Peristiwa itu terjadi di rumah duka Adam Malik di Jakarta. Nasution, yang datang lebih dulu, duduk dengan tenang di ruang utama. Namun begitu protokol mengetahui Soeharto akan datang, aparat pengamanan segera meminta Nasution meninggalkan ruangan. “Sebagai wartawan, saya tahu betul maknanya: Soeharto tak mau satu ruangan dengan orang yang pernah dianggap lawan politiknya,” katanya.

Panda menilai tindakan tersebut mencerminkan bagaimana rezim Orde Baru memperlakukan tokoh-tokoh yang tak lagi sejalan dengan kekuasaan. “Padahal mereka sama-sama pejuang kemerdekaan. Ini bukan soal pribadi, ini soal penghormatan pada sejarah,” ujarnya.

Menurut Panda, kejadian itu menjadi simbol bagaimana kekuasaan bisa menghapus etika, bahkan terhadap sosok yang telah berjasa besar bagi bangsa. “Bayangkan, seorang Jenderal Besar Nasution saja diperlakukan begitu, apalagi rakyat biasa,” katanya getir.

Ia menilai, rezim Orde Baru secara sistematis menciptakan budaya ketakutan. Siapa pun yang tidak tunduk dianggap musuh negara. “Soeharto berhasil membangun kekuasaan dengan menyingkirkan semua yang dianggap bayangan ancaman,” ujar Panda.

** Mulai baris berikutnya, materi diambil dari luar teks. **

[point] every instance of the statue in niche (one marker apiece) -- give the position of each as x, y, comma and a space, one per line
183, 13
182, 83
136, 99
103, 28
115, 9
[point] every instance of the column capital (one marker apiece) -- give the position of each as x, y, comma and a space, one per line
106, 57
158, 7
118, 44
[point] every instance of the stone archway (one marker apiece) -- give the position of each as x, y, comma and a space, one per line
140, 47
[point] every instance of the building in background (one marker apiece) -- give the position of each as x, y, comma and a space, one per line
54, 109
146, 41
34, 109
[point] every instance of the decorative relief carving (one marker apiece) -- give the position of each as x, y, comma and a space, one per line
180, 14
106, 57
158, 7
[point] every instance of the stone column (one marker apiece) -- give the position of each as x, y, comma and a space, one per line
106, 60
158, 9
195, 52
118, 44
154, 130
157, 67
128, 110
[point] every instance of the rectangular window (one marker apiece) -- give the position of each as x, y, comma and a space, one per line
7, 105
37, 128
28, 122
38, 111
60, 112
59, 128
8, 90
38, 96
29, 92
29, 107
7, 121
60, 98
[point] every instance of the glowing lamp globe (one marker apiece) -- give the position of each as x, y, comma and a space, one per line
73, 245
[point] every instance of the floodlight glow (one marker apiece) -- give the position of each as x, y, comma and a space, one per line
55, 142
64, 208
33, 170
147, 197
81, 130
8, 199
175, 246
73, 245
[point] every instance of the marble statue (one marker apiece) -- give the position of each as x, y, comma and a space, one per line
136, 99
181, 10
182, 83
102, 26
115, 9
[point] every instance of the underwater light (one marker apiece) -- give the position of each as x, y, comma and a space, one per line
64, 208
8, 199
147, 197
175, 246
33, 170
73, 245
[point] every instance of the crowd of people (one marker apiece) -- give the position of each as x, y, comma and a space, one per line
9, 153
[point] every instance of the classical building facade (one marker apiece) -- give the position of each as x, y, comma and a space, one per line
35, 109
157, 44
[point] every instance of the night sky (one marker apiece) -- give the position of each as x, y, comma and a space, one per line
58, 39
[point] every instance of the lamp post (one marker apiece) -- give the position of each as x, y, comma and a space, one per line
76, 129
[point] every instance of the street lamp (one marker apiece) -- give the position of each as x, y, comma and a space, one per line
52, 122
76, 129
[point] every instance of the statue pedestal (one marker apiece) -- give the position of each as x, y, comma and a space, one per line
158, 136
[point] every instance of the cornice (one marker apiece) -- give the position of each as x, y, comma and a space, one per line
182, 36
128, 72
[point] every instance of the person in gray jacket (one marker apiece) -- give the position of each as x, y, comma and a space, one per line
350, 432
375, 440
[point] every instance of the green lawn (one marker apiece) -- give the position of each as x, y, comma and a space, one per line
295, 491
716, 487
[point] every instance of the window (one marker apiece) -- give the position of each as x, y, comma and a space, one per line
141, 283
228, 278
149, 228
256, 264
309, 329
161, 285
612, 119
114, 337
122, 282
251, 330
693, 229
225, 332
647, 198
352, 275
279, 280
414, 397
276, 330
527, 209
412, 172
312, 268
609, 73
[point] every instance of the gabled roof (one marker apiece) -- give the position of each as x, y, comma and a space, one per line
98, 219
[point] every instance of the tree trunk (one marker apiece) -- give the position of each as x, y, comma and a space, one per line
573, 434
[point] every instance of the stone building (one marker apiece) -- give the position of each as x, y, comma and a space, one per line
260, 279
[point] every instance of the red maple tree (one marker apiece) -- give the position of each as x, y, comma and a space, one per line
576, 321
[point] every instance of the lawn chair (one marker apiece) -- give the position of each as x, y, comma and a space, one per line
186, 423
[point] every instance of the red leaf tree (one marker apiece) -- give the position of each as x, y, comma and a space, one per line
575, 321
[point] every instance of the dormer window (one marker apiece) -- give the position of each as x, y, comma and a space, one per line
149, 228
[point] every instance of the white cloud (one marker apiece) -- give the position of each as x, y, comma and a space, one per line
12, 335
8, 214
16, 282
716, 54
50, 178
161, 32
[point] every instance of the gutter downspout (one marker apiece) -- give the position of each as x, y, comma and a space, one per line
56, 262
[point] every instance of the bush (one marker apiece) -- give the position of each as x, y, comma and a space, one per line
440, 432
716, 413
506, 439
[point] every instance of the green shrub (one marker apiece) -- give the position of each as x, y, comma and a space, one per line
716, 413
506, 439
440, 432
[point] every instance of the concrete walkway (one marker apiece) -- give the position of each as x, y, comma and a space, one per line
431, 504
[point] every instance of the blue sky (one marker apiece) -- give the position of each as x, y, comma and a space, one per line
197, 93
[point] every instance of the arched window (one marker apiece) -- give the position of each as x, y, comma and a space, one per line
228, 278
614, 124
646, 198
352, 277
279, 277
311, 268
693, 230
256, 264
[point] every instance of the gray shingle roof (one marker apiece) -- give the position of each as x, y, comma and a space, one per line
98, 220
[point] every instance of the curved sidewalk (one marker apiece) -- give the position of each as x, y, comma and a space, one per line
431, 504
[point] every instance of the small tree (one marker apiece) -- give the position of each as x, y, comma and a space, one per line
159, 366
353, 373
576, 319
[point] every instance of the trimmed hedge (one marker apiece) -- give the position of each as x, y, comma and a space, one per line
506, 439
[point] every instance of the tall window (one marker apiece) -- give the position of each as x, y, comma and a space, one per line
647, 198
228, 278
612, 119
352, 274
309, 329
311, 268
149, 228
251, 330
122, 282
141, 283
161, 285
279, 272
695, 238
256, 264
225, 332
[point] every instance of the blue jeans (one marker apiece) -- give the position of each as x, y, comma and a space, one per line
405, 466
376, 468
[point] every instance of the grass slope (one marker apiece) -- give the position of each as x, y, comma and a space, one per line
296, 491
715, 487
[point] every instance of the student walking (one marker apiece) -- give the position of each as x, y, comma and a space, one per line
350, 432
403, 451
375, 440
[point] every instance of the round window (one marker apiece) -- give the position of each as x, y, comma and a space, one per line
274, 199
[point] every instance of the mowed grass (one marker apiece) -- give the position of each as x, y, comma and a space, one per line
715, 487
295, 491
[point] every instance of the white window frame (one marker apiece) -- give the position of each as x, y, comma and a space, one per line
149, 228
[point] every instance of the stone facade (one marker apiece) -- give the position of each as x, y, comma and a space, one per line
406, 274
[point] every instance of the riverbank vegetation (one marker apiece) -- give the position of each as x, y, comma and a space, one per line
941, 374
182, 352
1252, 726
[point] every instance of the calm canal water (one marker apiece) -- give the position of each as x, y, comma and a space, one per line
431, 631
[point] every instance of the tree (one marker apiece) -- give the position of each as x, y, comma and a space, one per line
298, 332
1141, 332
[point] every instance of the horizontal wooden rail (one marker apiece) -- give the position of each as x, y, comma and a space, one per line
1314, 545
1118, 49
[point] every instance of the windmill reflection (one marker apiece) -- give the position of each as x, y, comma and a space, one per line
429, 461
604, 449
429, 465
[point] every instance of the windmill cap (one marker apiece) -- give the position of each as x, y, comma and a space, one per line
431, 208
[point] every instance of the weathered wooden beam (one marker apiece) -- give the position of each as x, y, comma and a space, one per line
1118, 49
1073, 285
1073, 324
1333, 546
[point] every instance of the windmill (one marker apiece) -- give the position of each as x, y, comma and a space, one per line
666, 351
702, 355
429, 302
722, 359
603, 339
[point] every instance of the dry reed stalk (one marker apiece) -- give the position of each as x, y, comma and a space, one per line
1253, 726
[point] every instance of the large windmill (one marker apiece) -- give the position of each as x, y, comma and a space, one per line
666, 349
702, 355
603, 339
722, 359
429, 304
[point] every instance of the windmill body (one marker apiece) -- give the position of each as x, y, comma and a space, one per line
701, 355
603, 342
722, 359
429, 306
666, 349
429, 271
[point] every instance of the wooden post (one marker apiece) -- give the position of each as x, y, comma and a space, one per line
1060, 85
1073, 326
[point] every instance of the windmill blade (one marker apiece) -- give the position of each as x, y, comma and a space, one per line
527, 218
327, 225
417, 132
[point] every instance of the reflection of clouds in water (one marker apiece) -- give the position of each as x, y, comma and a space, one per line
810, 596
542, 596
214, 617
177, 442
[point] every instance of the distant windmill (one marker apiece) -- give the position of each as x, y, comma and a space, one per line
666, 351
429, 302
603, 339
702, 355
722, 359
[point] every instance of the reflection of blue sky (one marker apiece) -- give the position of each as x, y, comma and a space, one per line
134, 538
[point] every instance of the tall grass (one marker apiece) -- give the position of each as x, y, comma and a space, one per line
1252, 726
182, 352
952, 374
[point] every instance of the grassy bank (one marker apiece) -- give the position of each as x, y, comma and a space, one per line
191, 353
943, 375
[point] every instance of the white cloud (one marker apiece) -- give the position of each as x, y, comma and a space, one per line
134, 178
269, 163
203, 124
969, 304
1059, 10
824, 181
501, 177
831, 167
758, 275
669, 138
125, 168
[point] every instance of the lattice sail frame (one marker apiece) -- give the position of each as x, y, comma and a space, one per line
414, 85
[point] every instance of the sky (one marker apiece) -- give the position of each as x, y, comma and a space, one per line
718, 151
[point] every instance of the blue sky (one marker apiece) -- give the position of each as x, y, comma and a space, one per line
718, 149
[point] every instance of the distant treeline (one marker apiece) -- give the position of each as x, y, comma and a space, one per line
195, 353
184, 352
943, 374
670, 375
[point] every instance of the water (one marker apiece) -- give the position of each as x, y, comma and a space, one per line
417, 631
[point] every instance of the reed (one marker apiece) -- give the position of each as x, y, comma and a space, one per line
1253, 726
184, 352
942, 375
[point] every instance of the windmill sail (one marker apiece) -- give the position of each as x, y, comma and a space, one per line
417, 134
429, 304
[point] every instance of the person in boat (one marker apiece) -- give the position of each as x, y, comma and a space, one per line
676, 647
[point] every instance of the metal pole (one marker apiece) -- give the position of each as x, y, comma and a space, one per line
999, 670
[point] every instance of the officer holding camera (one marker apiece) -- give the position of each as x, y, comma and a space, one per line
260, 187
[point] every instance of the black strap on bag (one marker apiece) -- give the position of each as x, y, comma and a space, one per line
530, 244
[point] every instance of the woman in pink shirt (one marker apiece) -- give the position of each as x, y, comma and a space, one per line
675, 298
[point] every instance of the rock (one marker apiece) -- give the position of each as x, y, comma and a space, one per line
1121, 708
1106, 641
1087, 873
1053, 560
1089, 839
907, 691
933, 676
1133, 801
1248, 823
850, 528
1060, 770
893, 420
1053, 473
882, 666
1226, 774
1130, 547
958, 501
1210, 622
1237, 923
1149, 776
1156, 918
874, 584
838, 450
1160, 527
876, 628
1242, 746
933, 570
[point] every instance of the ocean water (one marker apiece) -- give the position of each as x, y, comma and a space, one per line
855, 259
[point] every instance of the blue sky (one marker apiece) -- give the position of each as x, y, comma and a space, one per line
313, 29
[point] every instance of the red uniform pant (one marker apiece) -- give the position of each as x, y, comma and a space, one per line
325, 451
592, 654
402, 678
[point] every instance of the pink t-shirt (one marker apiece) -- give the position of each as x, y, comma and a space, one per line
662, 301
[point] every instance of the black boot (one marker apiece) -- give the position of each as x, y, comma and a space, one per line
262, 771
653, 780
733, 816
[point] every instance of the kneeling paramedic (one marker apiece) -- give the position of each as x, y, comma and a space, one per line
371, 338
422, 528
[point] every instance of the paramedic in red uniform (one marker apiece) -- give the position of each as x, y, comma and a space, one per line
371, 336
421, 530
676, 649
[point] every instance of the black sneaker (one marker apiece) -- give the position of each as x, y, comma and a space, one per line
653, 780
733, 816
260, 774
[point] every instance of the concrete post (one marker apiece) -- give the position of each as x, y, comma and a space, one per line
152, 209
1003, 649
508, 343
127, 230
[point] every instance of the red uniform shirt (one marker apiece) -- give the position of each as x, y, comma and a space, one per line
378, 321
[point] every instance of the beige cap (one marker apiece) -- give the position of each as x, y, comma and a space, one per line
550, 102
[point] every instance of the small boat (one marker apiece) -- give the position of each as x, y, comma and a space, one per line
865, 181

Namun bagi Panda, kebenaran sejarah tidak akan bisa dihapus oleh kekuasaan. Katanya, kita sebagai generasi terdahulu telah mencatat dan menyaksikan, dan kita wajib menyampaikan kepada generasi berikutnya agar tahu apa yang sebenarnya terjadi.

“Mungkin Soeharto punya kekuasaan besar, tapi sejarah punya kekuatan yang lebih besar lagi – kebenaran," tandas Panda.